The under side of my bumper was damaged during transport from Europe. BMWNA paid to have my bumper to get repainted at a cost of $450. The body shop did a wonderful job and I could not even tell it was a repaint. Unfortunately 2 months later I had similar damage because I hit a parking stall wheel stop.  From posts I have seen the E90 seems to have a similar problem with low hanging front bumper.

My solution to the problem was to install BMW C/S splitters. Not do I only like the more agressive look but it hid the new damage and further encounters with wheel stops. :thumbup:


----------



## Artslinger (Sep 2, 2002)

My last car was repainted two different times because of accidents, and both times you could not see any difference between the repainting and the factory paint. Actually the body shop paint looked better than the factory paint, there was less orange peeling.


----------



## RaceTripper (Apr 12, 2002)

2006_750Li_ED said:


> ...I would rather not mess with the bumper as they will end up painting your whole bumper and it will be "UGLYYYY", perhaps if you want them to replace the bumper, let them paint it and then if it is a bad paint job make them replace the whole bumper cover.
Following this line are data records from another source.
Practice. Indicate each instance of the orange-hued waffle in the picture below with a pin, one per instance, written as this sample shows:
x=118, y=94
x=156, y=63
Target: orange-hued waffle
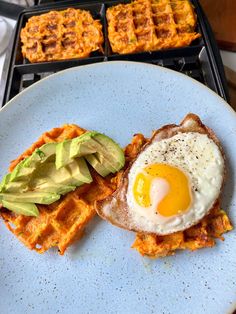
x=63, y=222
x=59, y=35
x=199, y=236
x=148, y=25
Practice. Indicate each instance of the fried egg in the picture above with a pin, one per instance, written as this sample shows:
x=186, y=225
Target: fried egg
x=171, y=184
x=174, y=182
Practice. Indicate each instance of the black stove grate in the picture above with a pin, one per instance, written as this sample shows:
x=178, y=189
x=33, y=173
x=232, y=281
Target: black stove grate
x=200, y=60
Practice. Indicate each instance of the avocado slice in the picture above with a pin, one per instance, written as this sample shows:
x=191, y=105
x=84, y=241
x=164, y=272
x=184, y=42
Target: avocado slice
x=61, y=180
x=63, y=157
x=26, y=167
x=30, y=197
x=21, y=172
x=63, y=154
x=108, y=151
x=79, y=171
x=79, y=147
x=27, y=209
x=4, y=181
x=97, y=165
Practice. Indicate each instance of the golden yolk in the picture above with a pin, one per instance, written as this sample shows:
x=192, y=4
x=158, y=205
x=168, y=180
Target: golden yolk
x=178, y=198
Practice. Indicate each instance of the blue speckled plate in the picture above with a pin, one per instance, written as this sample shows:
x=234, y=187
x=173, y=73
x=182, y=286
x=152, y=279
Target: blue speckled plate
x=101, y=273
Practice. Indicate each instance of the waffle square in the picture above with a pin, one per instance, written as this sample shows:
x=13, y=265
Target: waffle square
x=148, y=25
x=61, y=223
x=59, y=35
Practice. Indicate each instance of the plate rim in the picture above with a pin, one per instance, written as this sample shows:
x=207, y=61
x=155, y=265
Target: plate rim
x=98, y=64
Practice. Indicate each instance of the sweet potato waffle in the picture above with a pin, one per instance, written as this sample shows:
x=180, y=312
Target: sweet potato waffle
x=62, y=222
x=148, y=25
x=59, y=35
x=199, y=236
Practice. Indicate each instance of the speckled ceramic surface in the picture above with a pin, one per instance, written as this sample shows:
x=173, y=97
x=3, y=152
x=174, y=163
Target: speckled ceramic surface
x=102, y=274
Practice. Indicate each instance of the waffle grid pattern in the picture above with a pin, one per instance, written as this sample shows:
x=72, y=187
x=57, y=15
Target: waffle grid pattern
x=63, y=222
x=148, y=25
x=59, y=35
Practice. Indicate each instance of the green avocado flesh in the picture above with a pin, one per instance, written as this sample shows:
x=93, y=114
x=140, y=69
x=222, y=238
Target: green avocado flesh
x=55, y=169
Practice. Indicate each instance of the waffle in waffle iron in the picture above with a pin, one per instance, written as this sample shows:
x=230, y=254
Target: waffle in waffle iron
x=62, y=222
x=148, y=25
x=59, y=35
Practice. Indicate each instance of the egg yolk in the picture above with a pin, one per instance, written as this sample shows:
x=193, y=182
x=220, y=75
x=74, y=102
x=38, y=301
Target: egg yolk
x=178, y=198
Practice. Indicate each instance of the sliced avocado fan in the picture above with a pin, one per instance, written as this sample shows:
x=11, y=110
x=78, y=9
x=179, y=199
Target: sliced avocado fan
x=55, y=169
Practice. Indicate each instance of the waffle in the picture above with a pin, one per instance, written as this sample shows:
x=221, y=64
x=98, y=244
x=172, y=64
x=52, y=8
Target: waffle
x=199, y=236
x=59, y=35
x=148, y=25
x=62, y=222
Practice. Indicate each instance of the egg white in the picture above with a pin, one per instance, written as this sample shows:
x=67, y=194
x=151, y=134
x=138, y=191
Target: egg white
x=200, y=159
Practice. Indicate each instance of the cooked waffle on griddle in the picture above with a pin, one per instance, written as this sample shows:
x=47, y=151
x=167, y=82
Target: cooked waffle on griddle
x=148, y=25
x=62, y=222
x=59, y=35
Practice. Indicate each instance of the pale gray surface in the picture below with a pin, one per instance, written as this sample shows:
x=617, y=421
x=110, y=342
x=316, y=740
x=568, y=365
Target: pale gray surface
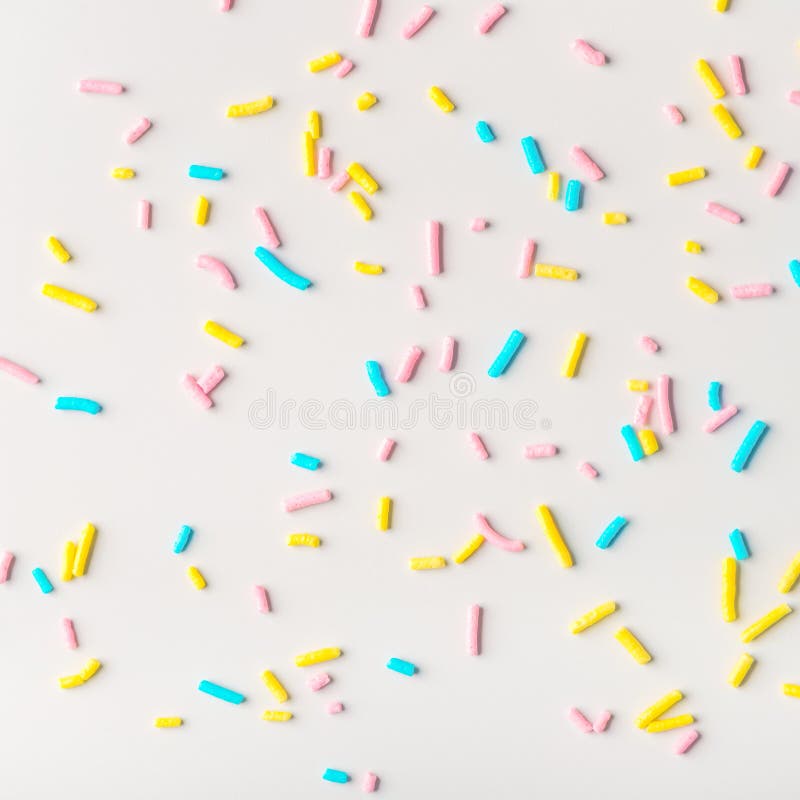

 If the shop is competant it should look fine. If the shop is not competant, getting a replacement bumper won't make a difference since they have to paint that as well.


----------



## WBear (Aug 30, 2003)

dwette said:


> If the shop is competant it should look fine. If the shop is not competant, getting a replacement bumper won't make a difference since they have to paint that as well.


Doesn't OEM bumper come pre-painted to the color of the car?


----------



## RaceTripper (Apr 12, 2002)

WBear said:


> Doesn't OEM bumper come pre-painted to the color of the car?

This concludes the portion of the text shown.